Posting on Twitter, his favorite social media platform, Musk praised the battery-electric Mustang Mach E (pictured) that Ford introduced during an event held on Sunday, November 17. The tweet came with an odd twist of irony, because Ford’s first dedicated electric model is aimed directly at the Model Y scheduled to enter production alongside the Model 3 in 2020.
“Congratulations on the Mach E! Sustainable/electric cars are the future! Excited to see this announcement from Ford, as it will encourage other carmakers to go electric, too,” the executive wrote. Seeing one of the automotive industry’s leaders acknowledge a product made by a rival — let alone congratulating the brand for making it — is highly unusual.
Congratulations on the Mach E! Sustainable/electric cars are the future!! Excited to see this announcement from Ford, as it will encourage other carmakers to go electric too.
— Elon Musk (@elonmusk) November 18, 2019
Neither model is in production yet, so it’s too early to tell who will win the sales race. Ford competing against the Model Y could take a toll on Tesla, but the Mach E falls in line with the company’s mission statement of accelerating the world’s transition to sustainable energy. Both crossovers compete in a burgeoning segment that will become crowded during the 2020s. Volkswagen, Nissan, and Volvo sister company Polestar are on the long list of companies that want a slice of it.
The Mach E is a little bit more than a rival, however: it’s the car that killed sex. Rewind to 2014, when Tesla was a much smaller player in the global automotive industry. The company planned to expand its range (which, at the time, included only the Model S and the Model X) with an entry-level car called Model E. Ring a bell? Its three-car lineup would have consisted of the S, the E, and the X. The two companies amicably agreed Ford owned the name Model E in 2010, but Tesla tried re-registering the nameplate four years later. This time, the Blue Oval allegedly threatened to sue.

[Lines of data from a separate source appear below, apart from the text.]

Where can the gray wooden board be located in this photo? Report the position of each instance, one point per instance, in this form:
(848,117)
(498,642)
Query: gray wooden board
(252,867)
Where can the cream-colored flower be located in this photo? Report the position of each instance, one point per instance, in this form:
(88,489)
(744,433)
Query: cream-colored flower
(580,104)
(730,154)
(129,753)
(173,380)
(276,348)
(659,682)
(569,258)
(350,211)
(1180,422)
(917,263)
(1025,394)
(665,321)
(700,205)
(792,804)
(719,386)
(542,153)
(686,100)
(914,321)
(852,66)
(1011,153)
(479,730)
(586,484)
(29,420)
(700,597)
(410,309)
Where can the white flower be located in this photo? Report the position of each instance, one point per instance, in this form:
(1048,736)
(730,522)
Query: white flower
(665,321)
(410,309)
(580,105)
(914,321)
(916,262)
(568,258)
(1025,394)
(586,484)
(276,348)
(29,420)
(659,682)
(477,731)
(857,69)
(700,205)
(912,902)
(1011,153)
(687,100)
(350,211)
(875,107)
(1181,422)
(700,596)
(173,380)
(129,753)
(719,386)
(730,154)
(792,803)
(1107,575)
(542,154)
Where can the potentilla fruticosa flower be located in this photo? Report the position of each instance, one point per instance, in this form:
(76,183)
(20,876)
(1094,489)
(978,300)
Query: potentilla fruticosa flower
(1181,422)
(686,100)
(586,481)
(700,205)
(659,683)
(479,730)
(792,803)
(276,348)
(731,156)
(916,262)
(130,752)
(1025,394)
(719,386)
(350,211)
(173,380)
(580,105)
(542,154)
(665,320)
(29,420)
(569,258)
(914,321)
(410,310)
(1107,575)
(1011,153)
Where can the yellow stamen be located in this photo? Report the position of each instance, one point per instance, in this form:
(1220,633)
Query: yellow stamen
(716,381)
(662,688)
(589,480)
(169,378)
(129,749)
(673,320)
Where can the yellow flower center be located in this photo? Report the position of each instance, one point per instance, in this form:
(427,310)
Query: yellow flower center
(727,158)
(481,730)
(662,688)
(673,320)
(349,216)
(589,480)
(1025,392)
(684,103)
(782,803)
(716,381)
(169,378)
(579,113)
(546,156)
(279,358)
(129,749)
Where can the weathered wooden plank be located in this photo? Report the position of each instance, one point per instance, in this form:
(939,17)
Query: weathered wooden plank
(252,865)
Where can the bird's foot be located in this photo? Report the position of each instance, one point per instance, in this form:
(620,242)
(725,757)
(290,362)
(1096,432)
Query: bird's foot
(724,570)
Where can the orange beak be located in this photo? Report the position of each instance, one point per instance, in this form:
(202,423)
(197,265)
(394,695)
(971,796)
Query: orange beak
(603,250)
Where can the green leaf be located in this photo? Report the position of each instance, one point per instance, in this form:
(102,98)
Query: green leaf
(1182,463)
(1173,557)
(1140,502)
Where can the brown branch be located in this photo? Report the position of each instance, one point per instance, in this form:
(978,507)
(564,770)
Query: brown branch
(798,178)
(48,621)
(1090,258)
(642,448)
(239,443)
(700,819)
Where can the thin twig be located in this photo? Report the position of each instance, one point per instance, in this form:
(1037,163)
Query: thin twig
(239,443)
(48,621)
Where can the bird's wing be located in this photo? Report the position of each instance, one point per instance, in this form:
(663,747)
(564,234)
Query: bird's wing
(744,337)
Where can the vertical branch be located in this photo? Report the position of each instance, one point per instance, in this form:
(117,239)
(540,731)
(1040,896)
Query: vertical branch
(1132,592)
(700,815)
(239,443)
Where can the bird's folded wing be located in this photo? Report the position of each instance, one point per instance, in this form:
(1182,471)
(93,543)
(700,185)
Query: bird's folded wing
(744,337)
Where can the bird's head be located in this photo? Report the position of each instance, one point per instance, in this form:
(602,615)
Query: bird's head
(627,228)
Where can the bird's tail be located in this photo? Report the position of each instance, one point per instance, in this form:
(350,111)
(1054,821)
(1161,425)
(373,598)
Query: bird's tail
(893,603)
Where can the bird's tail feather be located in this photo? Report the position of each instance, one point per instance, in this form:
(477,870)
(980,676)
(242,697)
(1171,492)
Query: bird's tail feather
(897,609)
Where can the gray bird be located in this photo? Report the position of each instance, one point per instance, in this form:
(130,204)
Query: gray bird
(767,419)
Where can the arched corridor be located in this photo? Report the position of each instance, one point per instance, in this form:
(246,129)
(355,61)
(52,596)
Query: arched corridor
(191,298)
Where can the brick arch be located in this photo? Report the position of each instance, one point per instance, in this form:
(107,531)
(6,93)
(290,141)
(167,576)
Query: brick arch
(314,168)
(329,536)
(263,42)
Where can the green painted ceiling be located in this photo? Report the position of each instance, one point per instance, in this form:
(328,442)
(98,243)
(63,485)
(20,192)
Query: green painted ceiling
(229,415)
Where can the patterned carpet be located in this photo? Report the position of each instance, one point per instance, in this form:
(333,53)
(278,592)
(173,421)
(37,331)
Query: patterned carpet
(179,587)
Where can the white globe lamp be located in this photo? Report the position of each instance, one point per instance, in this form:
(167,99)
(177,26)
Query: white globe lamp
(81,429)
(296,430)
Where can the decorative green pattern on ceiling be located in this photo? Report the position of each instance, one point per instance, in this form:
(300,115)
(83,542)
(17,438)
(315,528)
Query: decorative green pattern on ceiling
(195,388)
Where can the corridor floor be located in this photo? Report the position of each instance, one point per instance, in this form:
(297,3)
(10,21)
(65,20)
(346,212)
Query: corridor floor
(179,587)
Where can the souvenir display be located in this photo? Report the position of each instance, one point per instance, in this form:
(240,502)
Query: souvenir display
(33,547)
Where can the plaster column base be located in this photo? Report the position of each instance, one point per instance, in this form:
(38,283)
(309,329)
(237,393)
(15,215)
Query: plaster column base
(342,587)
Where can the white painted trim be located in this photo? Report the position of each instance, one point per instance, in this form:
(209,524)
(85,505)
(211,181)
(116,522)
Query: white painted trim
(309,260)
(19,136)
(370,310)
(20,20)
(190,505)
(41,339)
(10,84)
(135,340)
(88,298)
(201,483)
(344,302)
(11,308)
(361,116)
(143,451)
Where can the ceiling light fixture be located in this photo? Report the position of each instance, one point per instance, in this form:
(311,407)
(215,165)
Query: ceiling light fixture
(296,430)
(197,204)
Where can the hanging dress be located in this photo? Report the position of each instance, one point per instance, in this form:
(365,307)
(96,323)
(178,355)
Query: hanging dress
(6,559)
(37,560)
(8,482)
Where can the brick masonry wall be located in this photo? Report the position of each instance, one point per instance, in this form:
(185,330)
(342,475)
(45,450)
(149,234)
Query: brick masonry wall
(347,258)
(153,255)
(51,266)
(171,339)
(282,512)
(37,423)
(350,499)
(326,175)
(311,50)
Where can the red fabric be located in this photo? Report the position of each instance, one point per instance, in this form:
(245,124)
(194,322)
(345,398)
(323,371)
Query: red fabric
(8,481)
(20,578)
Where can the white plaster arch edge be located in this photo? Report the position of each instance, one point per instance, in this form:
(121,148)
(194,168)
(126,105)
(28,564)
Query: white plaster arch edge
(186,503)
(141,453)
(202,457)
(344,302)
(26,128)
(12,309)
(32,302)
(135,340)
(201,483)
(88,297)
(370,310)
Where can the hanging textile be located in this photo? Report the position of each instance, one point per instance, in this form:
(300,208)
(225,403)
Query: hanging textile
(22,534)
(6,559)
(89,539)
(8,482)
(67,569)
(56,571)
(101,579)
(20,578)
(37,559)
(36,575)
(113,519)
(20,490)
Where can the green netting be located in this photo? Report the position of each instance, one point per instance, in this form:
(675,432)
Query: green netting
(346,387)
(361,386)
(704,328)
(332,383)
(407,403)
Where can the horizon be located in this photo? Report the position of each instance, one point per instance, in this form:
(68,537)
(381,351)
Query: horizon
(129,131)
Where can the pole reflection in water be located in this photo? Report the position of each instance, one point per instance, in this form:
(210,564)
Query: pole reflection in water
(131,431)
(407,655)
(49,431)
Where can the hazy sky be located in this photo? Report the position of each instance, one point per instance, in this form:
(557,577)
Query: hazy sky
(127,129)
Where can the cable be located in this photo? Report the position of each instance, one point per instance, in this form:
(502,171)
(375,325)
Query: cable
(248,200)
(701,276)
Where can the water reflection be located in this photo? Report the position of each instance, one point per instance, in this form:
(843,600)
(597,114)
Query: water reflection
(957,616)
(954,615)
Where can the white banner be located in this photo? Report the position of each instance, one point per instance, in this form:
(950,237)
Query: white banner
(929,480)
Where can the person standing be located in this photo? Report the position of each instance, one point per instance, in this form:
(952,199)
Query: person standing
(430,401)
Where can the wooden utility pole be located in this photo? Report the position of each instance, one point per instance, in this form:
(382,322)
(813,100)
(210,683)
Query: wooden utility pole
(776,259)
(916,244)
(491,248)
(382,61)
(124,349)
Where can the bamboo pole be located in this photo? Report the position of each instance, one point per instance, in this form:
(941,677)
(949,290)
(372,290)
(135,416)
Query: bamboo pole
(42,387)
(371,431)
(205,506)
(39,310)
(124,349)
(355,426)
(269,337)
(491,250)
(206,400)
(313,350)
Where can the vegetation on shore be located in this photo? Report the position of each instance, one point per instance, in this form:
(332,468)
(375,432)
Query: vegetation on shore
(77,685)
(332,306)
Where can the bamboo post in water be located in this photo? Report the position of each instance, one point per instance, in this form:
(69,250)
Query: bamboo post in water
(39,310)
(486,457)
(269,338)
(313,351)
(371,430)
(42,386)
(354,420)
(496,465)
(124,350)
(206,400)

“And we’re like, ‘Ford’s killing SEX, that’s terrible.’ So, OK, fine, we won’t use the Model E,” Musk said at the time.
The company claimed Model E sounded too much like Model T, one of the car world’s greatest hits, so Tesla chose the name Model 3. In hindsight, we wouldn’t be surprised if executives knew the Mach E — which started out as a far less Mustang-like model — was on the drawing board, and wanted to avoid ending up with overlapping nameplates in a similar space.